Sebagai rakyat, kita ini memang selalu dibohongi. Setiap kampanye semua partai mengeluarkan janji-janji akan memberdayakan rakyat. Peningkatan pembangunan disegala bidang, perbaikan ekonomi, peningkatan kesejahteraan dan masih banyak lagi janji-janji yang dilontarkan untuk mengambil hari rakyat, agar dalam pemilu nanti rakyat akan beramai-ramai memilih partainya. Tapi, apa yang terjadi, semua janji-janji yang dihembuskan hanya lip servis. Setelah partai mereka memang yang dilakukan pertama kali, bagaimana mendapatkan uang sebanyak-banyaknya untuk memperkaya diri. Dan rakyat, ya kita-kita ini, dilupakan begitu saja.
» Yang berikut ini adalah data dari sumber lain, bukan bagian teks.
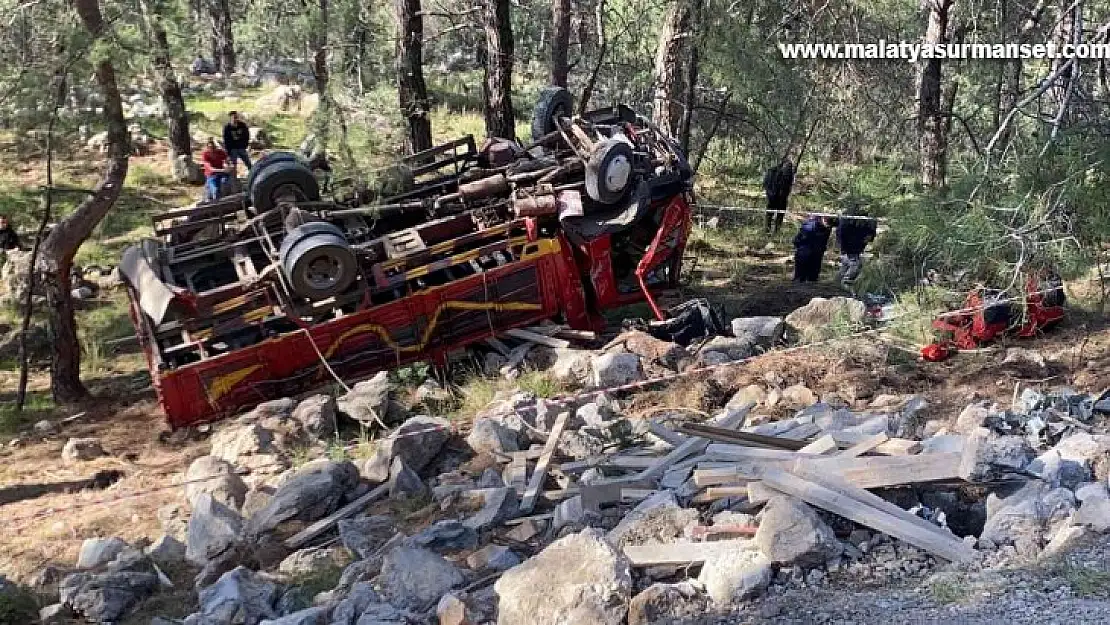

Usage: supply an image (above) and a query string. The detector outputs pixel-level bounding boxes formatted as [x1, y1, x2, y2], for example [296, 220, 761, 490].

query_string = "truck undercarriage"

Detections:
[121, 88, 693, 426]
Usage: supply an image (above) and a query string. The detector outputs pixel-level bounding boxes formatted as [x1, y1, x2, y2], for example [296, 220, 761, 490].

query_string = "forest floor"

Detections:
[0, 80, 1110, 623]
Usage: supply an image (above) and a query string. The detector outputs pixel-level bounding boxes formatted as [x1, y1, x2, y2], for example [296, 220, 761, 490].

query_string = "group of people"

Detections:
[201, 111, 251, 200]
[764, 158, 877, 288]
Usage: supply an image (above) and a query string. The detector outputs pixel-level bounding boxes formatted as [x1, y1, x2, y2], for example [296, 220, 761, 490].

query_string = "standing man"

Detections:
[794, 215, 833, 282]
[223, 111, 251, 169]
[836, 206, 877, 290]
[764, 157, 794, 234]
[201, 137, 230, 200]
[0, 215, 23, 252]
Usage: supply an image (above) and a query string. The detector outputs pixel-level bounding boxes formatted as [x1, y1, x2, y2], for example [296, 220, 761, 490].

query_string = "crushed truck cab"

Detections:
[121, 88, 693, 427]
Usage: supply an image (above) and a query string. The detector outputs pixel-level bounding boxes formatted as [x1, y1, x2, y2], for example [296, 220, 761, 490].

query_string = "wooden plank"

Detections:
[624, 538, 756, 567]
[506, 454, 528, 493]
[798, 434, 837, 456]
[285, 482, 390, 550]
[764, 468, 975, 562]
[837, 433, 890, 457]
[678, 423, 820, 451]
[521, 412, 571, 514]
[705, 443, 798, 462]
[872, 438, 921, 456]
[779, 423, 821, 441]
[807, 452, 961, 488]
[790, 466, 959, 541]
[502, 327, 571, 349]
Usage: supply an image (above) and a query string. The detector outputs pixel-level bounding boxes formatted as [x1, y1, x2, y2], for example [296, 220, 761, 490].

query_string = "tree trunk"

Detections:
[45, 0, 130, 403]
[917, 0, 953, 189]
[652, 0, 697, 137]
[393, 0, 432, 153]
[552, 0, 571, 87]
[209, 0, 235, 74]
[482, 0, 516, 140]
[140, 0, 193, 163]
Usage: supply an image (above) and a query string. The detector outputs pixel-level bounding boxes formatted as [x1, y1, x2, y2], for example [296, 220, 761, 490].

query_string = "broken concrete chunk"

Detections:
[494, 530, 632, 625]
[606, 491, 698, 548]
[377, 546, 465, 612]
[755, 495, 842, 566]
[589, 353, 644, 387]
[362, 416, 451, 483]
[628, 582, 709, 625]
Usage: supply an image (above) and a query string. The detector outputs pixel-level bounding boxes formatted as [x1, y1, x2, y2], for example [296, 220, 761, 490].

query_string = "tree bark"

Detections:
[393, 0, 432, 153]
[209, 0, 235, 74]
[652, 0, 697, 137]
[44, 0, 130, 403]
[482, 0, 516, 140]
[139, 0, 193, 162]
[312, 0, 332, 155]
[551, 0, 571, 87]
[917, 0, 955, 189]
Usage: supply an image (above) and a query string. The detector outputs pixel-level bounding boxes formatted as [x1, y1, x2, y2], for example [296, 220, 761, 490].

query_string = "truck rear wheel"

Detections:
[279, 222, 359, 301]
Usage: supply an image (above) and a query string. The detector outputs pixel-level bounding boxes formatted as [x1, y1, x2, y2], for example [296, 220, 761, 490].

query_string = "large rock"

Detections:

"Atau begini," ujar Dogel penuh semangat. Ia pun mendekatkan tubuhnya didekatku, "Bagaimana kalau kita mengirim surat kepada ketua DPR/MPR yang terpilih, kemudian kita tembuskan ke Presiden yang terpilih, dan sebar ke seluruh rakyat dinegeri ini dan jangan lupa tembusan ini kita kirim juga kepada Tuhan."
"Surat apa dan kenapa harus ada tembusan kepada Presiden, apalagi kepada Tuhan? Kamu ini ada-ada saja, yang masuk akal dong."
"Ya, surat peringatan. Agar dalam menjalankan tugasnya Presiden dan anggota MPR/DPR nanti tidak lupa dengan janji-janji kepada rakyatnya, rakyat yang diwakilinya. Jangan mentang-mentang sudah mendapatkan kedudukan, lantas kita-kita ini dilupakan. Dan juga supaya rakyat juga masih tetap mengingat janji-janji yang telah mereka terima. Bagaimana?"
"Saya setuju," teriak Daeng Tima."Tapi bagaimana dengan surat tembusan kepada Tuhan," tanyaku agak heran.
"Ya, itu kalau nanti surat kita hanya dibuang ditempat sampah dan tidak dibaca sama sekali. Ya, biarlah Tuhan yang membaca dan mendengarkan keluhan kita. Atau kita kirim saja ke kebun binatang, biar binatang-binatang yang ada disana yang membaca surat kita. Siapa tahu mereka akan merealisasikan keinginan-keinginan kita."
Begitulah, kami telah sepakat untuk membuat surat peringatan. Lantas, kami berdua pun pulang untuk mempersiapkan konsep surat yang akan dikirim. Ya, aku hanya berdoa semoga saja kali ini suara rakyat seperti kami, mau didengarkan oleh orang-orang yang nantinya akan menjadi wakil kami di lembaga legislatif dan duduk di pemerintahan atau yang akan memimpin negeri ini. Sebab selama ini, sebagai rakyat, mungkin hanya satu yang sedikit melegakan, bahwa kami, rakyat masih juga diperlukan meski hanya setiap lima tahun. Ya, minimal setiap pemilihan umum.